今日は大先生社中の春の茶会が行われた。小間席でお濃茶席が一席、広間で薄茶席一席と六畳間で立礼席一席、合計三席のお茶会で、お客様の数は約百名規模(たぶん8割くらいお社中のメンバーと思われる)。私は広間のお薄席グループだった。
先日のお稽古日記に書いたとおり、A班のメンバーが二人欠席で、私を含むB班のメンバー3名は朝8時に集合した。8時5分前に到着したにもかかわらず、すでに準備は始まっており(一体みなさん何時から入られてたの??)大急ぎで前掛けをつけ、ぞうきんを持って広間へ急ぐ。A班先輩のKさんが畳を拭いておられたので私も加わった。その後、毛氈をしいたり、廊下を拭き掃除したり。そうこうするうちに8時半には大先生が広間に入られ一席目が始まった(早!)。

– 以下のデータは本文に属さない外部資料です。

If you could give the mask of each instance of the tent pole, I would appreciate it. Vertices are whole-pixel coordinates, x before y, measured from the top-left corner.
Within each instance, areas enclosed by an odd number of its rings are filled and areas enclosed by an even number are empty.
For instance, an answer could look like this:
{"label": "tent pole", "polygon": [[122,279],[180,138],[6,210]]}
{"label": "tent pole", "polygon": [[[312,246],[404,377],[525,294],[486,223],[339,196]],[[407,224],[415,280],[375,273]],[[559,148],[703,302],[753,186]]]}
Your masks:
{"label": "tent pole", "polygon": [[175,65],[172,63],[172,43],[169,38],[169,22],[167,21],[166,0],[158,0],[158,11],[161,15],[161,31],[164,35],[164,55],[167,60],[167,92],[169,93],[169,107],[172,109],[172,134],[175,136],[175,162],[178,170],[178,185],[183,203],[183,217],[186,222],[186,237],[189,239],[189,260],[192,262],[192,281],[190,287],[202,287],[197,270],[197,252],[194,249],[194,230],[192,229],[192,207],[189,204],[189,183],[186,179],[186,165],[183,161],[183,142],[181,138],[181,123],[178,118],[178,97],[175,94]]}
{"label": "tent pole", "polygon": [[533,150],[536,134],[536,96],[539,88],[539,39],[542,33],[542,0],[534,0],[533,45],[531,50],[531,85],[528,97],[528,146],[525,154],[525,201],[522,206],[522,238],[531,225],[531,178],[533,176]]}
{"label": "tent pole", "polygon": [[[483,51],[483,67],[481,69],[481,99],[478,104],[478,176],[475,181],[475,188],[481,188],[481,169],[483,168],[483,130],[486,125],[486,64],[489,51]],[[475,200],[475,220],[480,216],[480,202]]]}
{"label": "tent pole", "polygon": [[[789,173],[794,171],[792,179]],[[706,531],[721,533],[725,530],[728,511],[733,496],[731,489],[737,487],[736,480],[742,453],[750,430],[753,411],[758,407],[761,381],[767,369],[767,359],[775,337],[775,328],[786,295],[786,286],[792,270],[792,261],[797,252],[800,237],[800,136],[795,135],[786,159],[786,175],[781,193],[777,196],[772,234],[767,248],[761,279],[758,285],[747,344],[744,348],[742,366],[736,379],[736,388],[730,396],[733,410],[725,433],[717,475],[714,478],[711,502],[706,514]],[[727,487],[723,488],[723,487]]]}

お点前はK先輩。私も大急ぎで前掛けを取り帛紗をつけて、お菓子をお出しし、点て出しのお運びも行う。三席目にはお客様として広間席に入らせて頂いた。広間のお軸は菖蒲(アヤメ?)の絵に薫風の文字がそえられた掛け軸。すでにここにお花があるので大樋焼きのちまき形花入れは空のままかけられている。こういうのも面白い。
お茶杓は大先生作の「茶の心」(銘はご主人様がつけられたそう)。香合は花筏。桜に別れを告げ、菖蒲にバトンタッチという取り合わせらしい。お茶入れも荘ってあり、大先生が二十代の頃もとめられたものだそうだ。
広間四席目は水屋で点て出しのお手伝い。それが済んだら広間席のお隣六畳間の立礼席に入れて頂いた。立礼席は代稽古の先生方が中心となって運営されていて、坐忘斎お家元が考案されたという「和親棚」でのお点前だ。和親棚は真ん中のテーブルに両側のテーブルが全部おさまってしまう入れ子式。ふだんは全部納めておいて家具として部屋に置き、お茶を点てたくなったら広げてお点前がすぐできる、というものだそうだ。
六畳間には藤の花の絵がかかっていた。こちらも季節感あふれるお席であった。
立礼席に入った後はお点心を大急ぎでいただき、帰ってきたら今度は休む間もなくお点前。それもちょうど大先生と大先生のご長女ご夫妻が入られたので、超緊張してしまった。半東をU先輩が勤めてくださったので、安心して亭主を務めることができた、と言いたい所だが、やはり平常心では無かったのだろう。茶筅通しのとき茶筅を取ろうとして倒してしまった!後に控えてお客様とお話しているU先輩に、茶筅を倒してしまいましたと伝えると、すぐに茶筅を受け取って水屋に下がって清め直してくださって、替え茶碗に茶筅を仕込んで持ってきてくださった。ほお。こうして持ってくるものなのか、と勉強になった。(災い転じて福となす(^_^;))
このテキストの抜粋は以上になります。